41 years ago, when I started my career in sales, marketing and thought leadership, I became fixated, if only for a short time, on the numerous definitions of marketing. From Ogilvy and Kotler to Leo Burnett and the American Marketing Association (who better to know what marketing is), there was just no rhyme, reason or consistency in the definitions. In fact, to this day, the AMA definition of marketing, which I’m a member in good-standing, makes little sense to me. Marketing is the activity, set of institutions, and processes for creating, communicating, delivering, and exchanging offerings that have value for customers, clients, partners, and society at large.
Substitute Marketing with public relations, communications, product innovation, eCommerce, poetry, jazz, music, dance and photography and you have an apt definition for all of it.
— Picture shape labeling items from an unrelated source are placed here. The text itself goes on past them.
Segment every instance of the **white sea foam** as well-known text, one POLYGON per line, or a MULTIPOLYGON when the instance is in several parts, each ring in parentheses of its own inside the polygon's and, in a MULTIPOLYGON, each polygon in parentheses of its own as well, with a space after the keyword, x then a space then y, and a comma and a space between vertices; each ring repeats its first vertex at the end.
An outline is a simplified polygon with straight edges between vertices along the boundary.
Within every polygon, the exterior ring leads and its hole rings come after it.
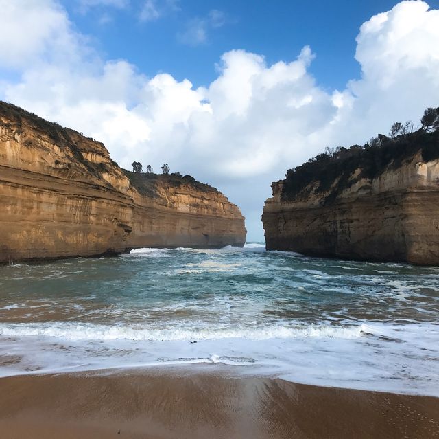
POLYGON ((167 256, 169 249, 154 249, 145 247, 141 249, 133 249, 130 251, 132 255, 141 255, 143 256, 167 256))
POLYGON ((181 326, 168 323, 166 328, 147 326, 96 325, 88 323, 49 322, 0 324, 0 335, 3 337, 45 337, 70 341, 134 340, 134 341, 191 341, 246 339, 340 338, 351 339, 372 333, 374 330, 364 324, 351 326, 330 325, 247 325, 233 328, 220 325, 201 327, 181 326))

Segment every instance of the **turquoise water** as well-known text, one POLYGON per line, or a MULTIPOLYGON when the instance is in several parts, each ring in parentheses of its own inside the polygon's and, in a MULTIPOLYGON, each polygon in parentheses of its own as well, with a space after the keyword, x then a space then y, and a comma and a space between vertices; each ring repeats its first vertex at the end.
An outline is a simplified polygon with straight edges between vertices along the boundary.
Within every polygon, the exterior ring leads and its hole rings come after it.
POLYGON ((439 396, 438 317, 439 267, 261 244, 5 266, 0 374, 226 363, 236 374, 439 396))

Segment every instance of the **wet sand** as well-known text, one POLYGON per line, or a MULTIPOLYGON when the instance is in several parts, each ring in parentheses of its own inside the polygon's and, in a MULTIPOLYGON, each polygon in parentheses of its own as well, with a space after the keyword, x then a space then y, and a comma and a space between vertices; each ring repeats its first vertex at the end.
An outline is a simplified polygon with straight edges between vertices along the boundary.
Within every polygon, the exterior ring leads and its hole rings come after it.
POLYGON ((439 438, 439 398, 191 372, 0 379, 5 439, 439 438))

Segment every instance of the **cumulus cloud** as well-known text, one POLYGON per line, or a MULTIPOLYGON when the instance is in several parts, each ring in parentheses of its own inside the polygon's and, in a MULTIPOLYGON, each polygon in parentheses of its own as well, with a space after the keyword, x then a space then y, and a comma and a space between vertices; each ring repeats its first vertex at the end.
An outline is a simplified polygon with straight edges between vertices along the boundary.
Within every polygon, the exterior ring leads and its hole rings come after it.
POLYGON ((361 78, 333 91, 309 73, 307 46, 274 64, 230 50, 206 87, 167 74, 147 78, 126 61, 97 57, 54 1, 36 4, 0 0, 0 68, 20 73, 0 82, 0 97, 102 140, 124 167, 167 162, 217 186, 242 208, 250 239, 261 238, 270 183, 287 168, 327 146, 363 143, 396 120, 417 120, 439 102, 439 11, 423 1, 402 1, 364 23, 361 78))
Isn’t it just like us marketers to want to take credit for everything?
Therein lies the problem with definitions; we cast the widest net possible in hopes that we include all possibilities, factors and interests as to not isolate anyone or anything. It reminds me of the ancient proverb, he who proves too much ends up proving nothing at all.
I have found the same issues surrounding the definitions of thought leadership. Here’s my least favorite definition compliments of Forbes Magazine: A thought leader is an individual or firm that significantly profits from being recognized as such.
In the celebrated words of John McEnroe, “You cannot be serious.”
Forbes Magazine couldn’t be more wrong. In any business activity, as Peter Drucker alluded to, profit isn’t an objective, it’s a requirement, but to even imagine that thought leadership begins and ends with making a buck is boneheaded. Further, to put treasury ahead of trust and loot in front of leadership is like Forbes Magazine saying we’re going to put the jack before the journalism. It’s a total disservice to every thought leader who has busted their chops to provide businesses with an understanding of the Disciplines of Market Leadership, corporate ethics and the value of critical insights.
That said, here’s my definition of thought leadership:
“When thought leadership is presented in the right place, at the right time, and in the right light it adds relevant differentiation, respect, trust, and the enviable position of being knowledgeable and resourceful to an organization’s purpose. Thought leaders produce critical insights that help businesses understand the behaviors of their audience from hesitancy to consideration and from affinity to preference, and all touch points in between.”
Not surprisingly, I prefer my definition to the one from our friends at Forbes.